二人にとって、大切なものを手放しても、相手の欲しいものを贈ることは、喜びであったのかもしれません。今回の出来事は、歳を重ねても語り合うよい思い出となったのでは…… なんて想像も膨らみます。
2. いもとようこ
『賢者のおくりもの』オー・ヘンリー原作、いもとようこ文・絵、金の星社、2014 amazon
こちらは、オー・ヘンリーの文章を下敷きにし、いもとようこさんが文章と絵を手がけた作品です。細かな描写は削り、大筋だけを残しています。
絵にはあたたかみがあり、やわらかな雰囲気。特に、デラが髪を売るために帽子をとったとき、美しい髪が流れ落ちるシーンは圧巻です。表紙も、赤いリボンが印象的なので、クリスマスプレゼントとして選ばれることも多い絵本です。
大人には少し物足りないかもしれませんが、3冊の中で1番わかりやすく、小学生の読み聞かせにもおすすめです。
3. リンチ、齊藤昇
『賢者の贈り物』O・ヘンリー文、P.J.リンチ絵、齊藤昇訳、いそっぷ社、2024 amazon
3冊の中で1番小ぶりなのに、重厚感があるのがこちらの作品です。
暗い色彩の水彩画は、表情や室内の様子、風景まで細やかに描かれていて、とてもリアル。雪の降る街並みや店内の様子を見ていると、デラの寒そうで飾り気のない姿から、夫婦の貧しさが実感できます。

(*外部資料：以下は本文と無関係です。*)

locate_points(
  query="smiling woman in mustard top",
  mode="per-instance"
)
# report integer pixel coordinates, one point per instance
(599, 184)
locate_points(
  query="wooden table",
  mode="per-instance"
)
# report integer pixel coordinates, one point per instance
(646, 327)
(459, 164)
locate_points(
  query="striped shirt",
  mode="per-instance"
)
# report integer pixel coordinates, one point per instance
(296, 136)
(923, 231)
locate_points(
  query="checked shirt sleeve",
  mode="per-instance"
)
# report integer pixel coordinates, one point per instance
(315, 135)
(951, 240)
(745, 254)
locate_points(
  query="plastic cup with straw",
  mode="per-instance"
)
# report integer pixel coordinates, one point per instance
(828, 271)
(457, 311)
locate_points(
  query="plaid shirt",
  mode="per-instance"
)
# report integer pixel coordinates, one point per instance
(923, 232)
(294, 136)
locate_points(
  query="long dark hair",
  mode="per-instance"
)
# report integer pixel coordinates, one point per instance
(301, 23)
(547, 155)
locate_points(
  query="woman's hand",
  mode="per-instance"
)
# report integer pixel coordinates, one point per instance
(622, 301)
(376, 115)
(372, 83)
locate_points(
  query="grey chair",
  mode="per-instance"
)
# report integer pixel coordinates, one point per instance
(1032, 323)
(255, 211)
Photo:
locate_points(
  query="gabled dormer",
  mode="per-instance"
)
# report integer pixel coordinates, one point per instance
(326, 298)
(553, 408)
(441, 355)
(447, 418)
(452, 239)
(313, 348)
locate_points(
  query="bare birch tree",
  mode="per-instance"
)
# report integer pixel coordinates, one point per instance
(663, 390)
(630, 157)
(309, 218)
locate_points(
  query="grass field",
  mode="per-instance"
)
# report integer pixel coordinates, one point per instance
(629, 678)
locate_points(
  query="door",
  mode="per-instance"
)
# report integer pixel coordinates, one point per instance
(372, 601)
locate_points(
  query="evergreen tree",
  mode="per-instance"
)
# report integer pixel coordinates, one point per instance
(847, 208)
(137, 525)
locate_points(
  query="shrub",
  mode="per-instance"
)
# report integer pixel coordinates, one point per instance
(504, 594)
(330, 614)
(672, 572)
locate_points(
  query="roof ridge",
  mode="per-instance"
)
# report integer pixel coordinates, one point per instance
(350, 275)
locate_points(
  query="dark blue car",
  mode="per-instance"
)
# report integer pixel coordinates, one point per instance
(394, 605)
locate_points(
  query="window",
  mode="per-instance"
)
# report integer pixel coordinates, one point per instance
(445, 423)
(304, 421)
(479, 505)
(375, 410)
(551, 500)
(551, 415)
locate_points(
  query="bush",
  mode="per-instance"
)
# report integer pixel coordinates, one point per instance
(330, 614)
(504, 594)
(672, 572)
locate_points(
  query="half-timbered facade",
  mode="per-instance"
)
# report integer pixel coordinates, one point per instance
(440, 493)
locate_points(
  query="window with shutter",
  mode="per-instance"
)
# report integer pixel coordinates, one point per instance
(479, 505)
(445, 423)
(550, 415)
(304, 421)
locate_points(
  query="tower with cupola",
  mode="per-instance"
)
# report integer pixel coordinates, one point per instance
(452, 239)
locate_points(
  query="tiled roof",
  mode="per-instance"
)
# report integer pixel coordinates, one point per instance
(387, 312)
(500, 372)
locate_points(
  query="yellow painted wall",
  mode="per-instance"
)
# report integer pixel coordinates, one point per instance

文章は硬めですが、整っていて読みやすいので、中高生や大人が読むにはちょうどよいと思います。また、端然としたことば遣いが、絵の重みと合っているように感じられます。
まるで長編映画のような趣のある絵本です。
にこっとポイント
ぜひ3冊を読み比べていただきたいのですが、まず1冊読んでみたいという方のために、ポイントをまとめます。
- ツヴェルガー→ 絵本は、訳文が難しいという声もあるので、ある程度本を読み慣れている方におすすめです。静かに、じんわりと、幸せや喜びを感じていただけると思います(ちなみに、わが家の中学1年生は「絵と文の雰囲気がすごく良い」という理由で、3冊の中ではこちらを好んでいます)。
- いもとようこ→ 小学校高学年以上のお子さんの読み聞かせにもおすすめの、わかりやすい絵本です。細かいエピソードが削られていますが、『賢者の贈り物』に触れてほしいというときの第一歩に適しています。
- P.J.リンチ→ 中高生から大人まで、幅広い世代におすすめです。「短編集を読んで今一つピンとこなかったけれど、この絵本を読んでグッと理解が深まり、感動した」という声もありました。大人の方へのクリスマスプレゼントにも。